Segundo o Panorama dos Resíduos Sólidos 2018, feito pela Associação Brasileira de Empresas de Limpeza Pública e Resíduos Especiais (Abrelpe), 30% dos resíduos do Brasil podem ser reutilizados. Desse total, somente 3% é reaproveitado. De acordo com o Departamento Municipal de Limpeza Urbana (DMLU), 23% dos resíduos coletados diariamente na Capital são resíduos recicláveis descartados de forma inadequada. Ainda, na live desta quarta-feira, a Secretária Adjunta da Smam, Viviane Diogo, apontou que 50% dos resíduos com potencial de reciclagem são embalagens como garrafas e caixas, por exemplo.
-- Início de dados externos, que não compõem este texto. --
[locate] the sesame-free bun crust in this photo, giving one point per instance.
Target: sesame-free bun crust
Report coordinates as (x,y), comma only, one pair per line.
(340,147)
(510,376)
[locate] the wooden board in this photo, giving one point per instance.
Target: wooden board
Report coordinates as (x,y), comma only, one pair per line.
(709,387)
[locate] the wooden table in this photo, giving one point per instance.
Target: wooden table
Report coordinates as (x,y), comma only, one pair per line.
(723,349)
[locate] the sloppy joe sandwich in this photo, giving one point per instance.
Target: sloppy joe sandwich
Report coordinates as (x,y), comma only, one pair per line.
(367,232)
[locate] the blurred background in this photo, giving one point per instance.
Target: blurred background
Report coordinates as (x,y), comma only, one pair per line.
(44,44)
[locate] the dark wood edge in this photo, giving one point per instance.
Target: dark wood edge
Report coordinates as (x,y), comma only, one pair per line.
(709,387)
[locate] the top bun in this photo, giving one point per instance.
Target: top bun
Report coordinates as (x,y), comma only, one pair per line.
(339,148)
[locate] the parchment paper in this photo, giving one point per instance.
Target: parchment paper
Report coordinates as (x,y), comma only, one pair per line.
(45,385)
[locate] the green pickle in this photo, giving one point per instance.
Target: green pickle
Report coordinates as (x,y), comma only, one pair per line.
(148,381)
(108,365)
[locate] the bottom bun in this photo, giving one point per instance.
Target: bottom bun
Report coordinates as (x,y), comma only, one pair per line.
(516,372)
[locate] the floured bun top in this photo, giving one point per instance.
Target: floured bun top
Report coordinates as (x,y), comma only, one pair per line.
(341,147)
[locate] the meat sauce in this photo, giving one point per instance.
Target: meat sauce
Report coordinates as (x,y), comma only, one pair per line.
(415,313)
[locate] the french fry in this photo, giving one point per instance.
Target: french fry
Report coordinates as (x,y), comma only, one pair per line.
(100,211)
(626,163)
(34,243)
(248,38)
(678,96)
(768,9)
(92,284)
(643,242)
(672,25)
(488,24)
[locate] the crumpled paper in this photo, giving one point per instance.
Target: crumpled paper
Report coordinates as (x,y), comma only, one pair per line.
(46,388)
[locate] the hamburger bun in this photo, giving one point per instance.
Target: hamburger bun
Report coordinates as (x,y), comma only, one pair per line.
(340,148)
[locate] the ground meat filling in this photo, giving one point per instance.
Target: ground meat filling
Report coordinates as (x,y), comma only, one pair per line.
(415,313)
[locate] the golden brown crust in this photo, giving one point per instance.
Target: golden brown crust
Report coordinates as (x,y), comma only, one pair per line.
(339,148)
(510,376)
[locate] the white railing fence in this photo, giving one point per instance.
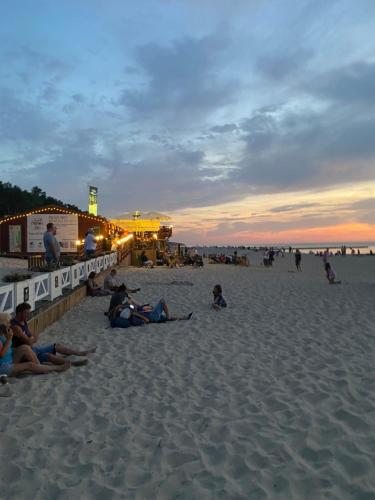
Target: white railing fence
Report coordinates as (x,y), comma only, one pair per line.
(49,286)
(7,298)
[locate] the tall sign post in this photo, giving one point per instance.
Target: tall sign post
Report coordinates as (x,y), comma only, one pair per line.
(93,200)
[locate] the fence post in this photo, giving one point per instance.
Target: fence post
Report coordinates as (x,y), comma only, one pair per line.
(25,292)
(55,289)
(7,298)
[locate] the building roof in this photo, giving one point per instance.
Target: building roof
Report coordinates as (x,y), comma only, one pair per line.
(56,208)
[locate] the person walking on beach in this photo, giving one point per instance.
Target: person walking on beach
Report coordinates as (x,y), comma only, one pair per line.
(45,353)
(219,301)
(326,255)
(52,247)
(330,274)
(298,259)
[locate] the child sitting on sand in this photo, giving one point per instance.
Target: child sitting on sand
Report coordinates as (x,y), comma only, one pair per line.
(330,273)
(219,301)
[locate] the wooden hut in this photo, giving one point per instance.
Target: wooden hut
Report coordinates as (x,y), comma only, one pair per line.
(22,234)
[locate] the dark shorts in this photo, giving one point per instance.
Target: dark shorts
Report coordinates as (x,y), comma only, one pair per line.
(157,314)
(43,351)
(6,368)
(120,323)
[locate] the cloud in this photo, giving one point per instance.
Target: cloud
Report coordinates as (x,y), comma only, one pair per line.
(182,80)
(277,66)
(306,148)
(292,208)
(223,129)
(347,84)
(23,120)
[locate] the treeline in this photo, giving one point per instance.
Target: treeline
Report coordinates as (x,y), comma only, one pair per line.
(14,199)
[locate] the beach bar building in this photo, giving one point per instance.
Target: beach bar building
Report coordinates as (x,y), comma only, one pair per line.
(150,234)
(22,234)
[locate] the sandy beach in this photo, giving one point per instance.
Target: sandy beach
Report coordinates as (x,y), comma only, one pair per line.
(272,398)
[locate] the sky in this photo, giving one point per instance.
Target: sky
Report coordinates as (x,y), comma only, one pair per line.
(246,121)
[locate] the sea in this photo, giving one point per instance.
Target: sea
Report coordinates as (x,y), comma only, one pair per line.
(364,248)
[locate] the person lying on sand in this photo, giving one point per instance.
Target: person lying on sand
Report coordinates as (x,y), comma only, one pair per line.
(45,353)
(14,361)
(219,301)
(126,315)
(120,297)
(330,274)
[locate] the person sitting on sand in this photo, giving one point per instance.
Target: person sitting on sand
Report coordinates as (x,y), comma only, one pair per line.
(14,361)
(298,258)
(110,283)
(219,301)
(330,274)
(93,289)
(45,353)
(128,314)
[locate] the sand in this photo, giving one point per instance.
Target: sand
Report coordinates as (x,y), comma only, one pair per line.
(272,398)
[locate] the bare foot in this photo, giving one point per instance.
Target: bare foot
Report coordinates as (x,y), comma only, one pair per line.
(79,362)
(88,351)
(64,367)
(5,391)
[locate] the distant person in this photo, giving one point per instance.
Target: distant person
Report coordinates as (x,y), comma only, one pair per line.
(144,260)
(298,259)
(89,246)
(52,247)
(219,301)
(326,255)
(93,289)
(14,361)
(45,353)
(330,274)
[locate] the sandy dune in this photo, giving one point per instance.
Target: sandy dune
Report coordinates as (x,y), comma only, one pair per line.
(272,398)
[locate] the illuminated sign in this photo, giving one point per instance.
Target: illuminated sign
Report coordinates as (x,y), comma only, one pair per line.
(93,200)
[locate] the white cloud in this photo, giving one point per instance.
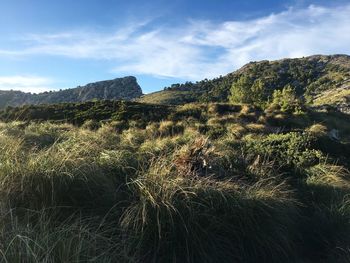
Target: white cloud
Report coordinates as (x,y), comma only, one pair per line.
(203,49)
(32,84)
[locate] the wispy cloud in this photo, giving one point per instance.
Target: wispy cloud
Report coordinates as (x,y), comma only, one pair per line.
(32,84)
(202,49)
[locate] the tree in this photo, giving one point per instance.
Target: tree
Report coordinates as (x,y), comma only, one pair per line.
(286,100)
(240,90)
(245,90)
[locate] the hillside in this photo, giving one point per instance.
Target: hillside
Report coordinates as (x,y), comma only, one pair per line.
(312,77)
(125,88)
(209,182)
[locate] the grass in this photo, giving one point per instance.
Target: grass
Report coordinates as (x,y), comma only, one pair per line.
(208,183)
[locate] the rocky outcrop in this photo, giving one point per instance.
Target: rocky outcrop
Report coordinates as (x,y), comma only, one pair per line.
(125,88)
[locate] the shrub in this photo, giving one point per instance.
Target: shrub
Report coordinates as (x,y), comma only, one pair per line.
(286,100)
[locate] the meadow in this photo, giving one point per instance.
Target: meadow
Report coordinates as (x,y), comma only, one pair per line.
(198,183)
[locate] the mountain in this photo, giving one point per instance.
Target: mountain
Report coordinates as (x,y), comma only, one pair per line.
(318,78)
(125,88)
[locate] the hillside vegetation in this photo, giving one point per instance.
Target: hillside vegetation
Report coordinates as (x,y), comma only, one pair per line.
(311,77)
(116,89)
(218,182)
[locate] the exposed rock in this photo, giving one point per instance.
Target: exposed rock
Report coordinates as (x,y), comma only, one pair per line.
(125,88)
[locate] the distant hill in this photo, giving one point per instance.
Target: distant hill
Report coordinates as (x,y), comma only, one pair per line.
(313,77)
(125,88)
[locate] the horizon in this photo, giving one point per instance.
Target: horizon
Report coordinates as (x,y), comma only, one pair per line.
(51,46)
(85,84)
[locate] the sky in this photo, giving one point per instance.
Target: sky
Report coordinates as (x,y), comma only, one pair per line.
(50,45)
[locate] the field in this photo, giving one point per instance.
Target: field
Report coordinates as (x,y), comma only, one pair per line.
(194,183)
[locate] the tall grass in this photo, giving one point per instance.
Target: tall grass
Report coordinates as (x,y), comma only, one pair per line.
(209,185)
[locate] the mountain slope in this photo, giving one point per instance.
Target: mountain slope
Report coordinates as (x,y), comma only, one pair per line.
(310,76)
(125,88)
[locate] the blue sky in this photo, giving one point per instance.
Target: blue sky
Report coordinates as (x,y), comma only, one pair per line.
(49,45)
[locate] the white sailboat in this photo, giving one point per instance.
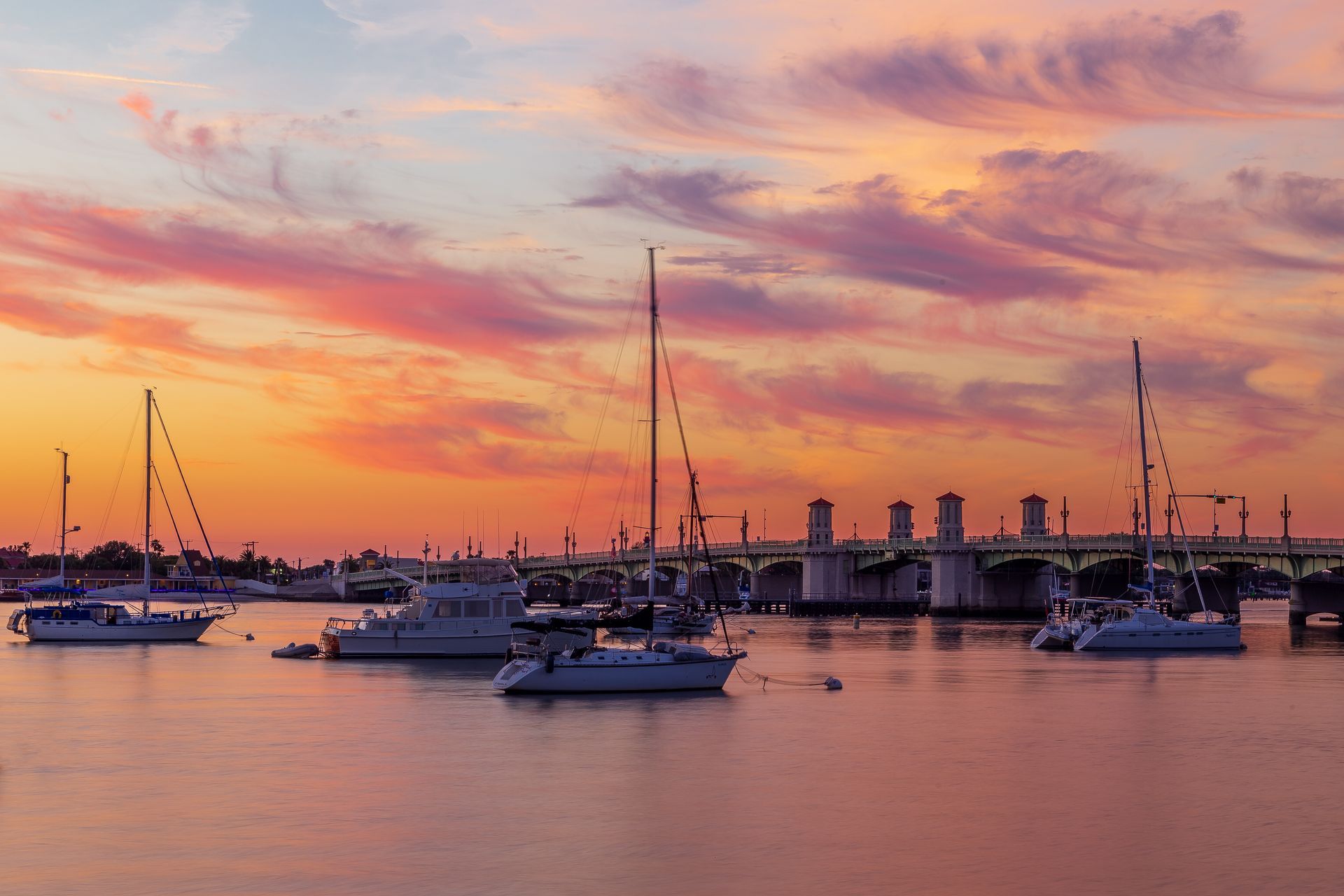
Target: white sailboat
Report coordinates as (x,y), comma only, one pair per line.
(69,615)
(470,612)
(1126,625)
(657,666)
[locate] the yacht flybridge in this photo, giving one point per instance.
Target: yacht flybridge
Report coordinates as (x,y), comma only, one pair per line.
(67,615)
(470,612)
(546,666)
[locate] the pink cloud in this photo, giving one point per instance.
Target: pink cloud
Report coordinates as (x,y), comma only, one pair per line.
(1133,67)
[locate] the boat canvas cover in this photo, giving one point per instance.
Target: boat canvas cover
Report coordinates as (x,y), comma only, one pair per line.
(640,620)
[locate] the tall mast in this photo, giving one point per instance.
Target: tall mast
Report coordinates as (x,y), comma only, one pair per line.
(654,438)
(65,481)
(1142,453)
(150,460)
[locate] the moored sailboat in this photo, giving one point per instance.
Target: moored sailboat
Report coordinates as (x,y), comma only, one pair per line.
(656,666)
(69,615)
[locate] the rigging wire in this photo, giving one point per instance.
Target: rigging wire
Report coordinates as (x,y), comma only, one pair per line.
(45,505)
(606,400)
(1171,484)
(201,526)
(178,535)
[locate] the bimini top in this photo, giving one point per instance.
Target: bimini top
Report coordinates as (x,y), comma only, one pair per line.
(475,571)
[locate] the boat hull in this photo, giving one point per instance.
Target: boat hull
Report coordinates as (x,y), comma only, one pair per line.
(86,630)
(561,675)
(429,644)
(1179,636)
(1053,638)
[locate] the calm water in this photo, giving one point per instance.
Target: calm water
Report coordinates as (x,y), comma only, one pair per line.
(955,761)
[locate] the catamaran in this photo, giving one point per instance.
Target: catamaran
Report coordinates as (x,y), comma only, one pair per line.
(66,614)
(657,666)
(470,612)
Esses dados apontam o cenário no qual Porto Alegre está inserida e a realidade que pretende mudar. Atualmente, sem Política Municipal para Logística Reversa (PMLR), o DMLU destina, anualmente, R$ 133 milhões para manejo de resíduos sólidos domiciliares. Com a instituição da PMLR e com a implementação dos projetos de lei apresentados, a previsão é de redução de até R$ 19,6 milhões se houver 90% de adesão.
Como a logística reversa é construída com base na responsabilidade compartilhada, o sucesso da iniciativa depende da adesão dos fabricantes, do comércio, dos consumidores e do poder público. Caso a adesão seja baixa, de 22%, estima-se uma redução de R$ 4,79 milhões. Se a adesão for média, em torno de 55%, a redução no valor pode chegar a R$ 12 milhões.
Além disso, os planos também envolvem a utilização do Sistema de Gerenciamento de Resíduos (SGR-POA) para ações de fiscalização e, também, para realizar a gestão dos materiais. "É uma plataforma on-line e gratuita que vai virar um banco de dados. Todas as informações com relação ao cumprimento das operações dessa política vão estar inseridos por meio de dados e relatórios", explicou Viviane.
Ao total, são três PLs. O projeto de lei da logística reversa dos resíduos originários de embalagens de papel, plásticas, metálicas, de vidro e similares; o da logística reversa de pneus; e o de descarte e destinação de medicamentos (de uso humano e veterinário) em desuso. Em todos eles, o papel do consumidor é o mesmo: levar os resíduos nos pontos de coleta estabelecidos. Entre os incentivos, está a possibilidade de permitir que as empresas instalem veículos de publicidade em pontos de coleta e centros de armazenamento.
Além da Viviane, a live contou com a presença do prefeito Nelson Marchezan Jr.; do Secretário da Smam, Germano Bremm; do Diretor-Geral do DMLU, René José Machado de Souza; do Diretor de Sustentabilidade da Nova School of Business and Economics de Lisboa, em Portugal, Luis Veiga Martins; do secretário-executivo da ICLEI América do Sul, Rodrigo Perpétuo; do Presidente Executivo da Associação Brasileira das Indústrias de Vidro, Lucien Belmonte; e, também, da Promotora de Justiça da Defesa do Meio Ambiente de Porto Alegre, Annelise Steigleder. Após a apresentação dos dados pelo Souza e dos projetos pela Viviane e pelo Bremm, o prefeito abriu a live para que os outros participantes pudessem debater e responder perguntas.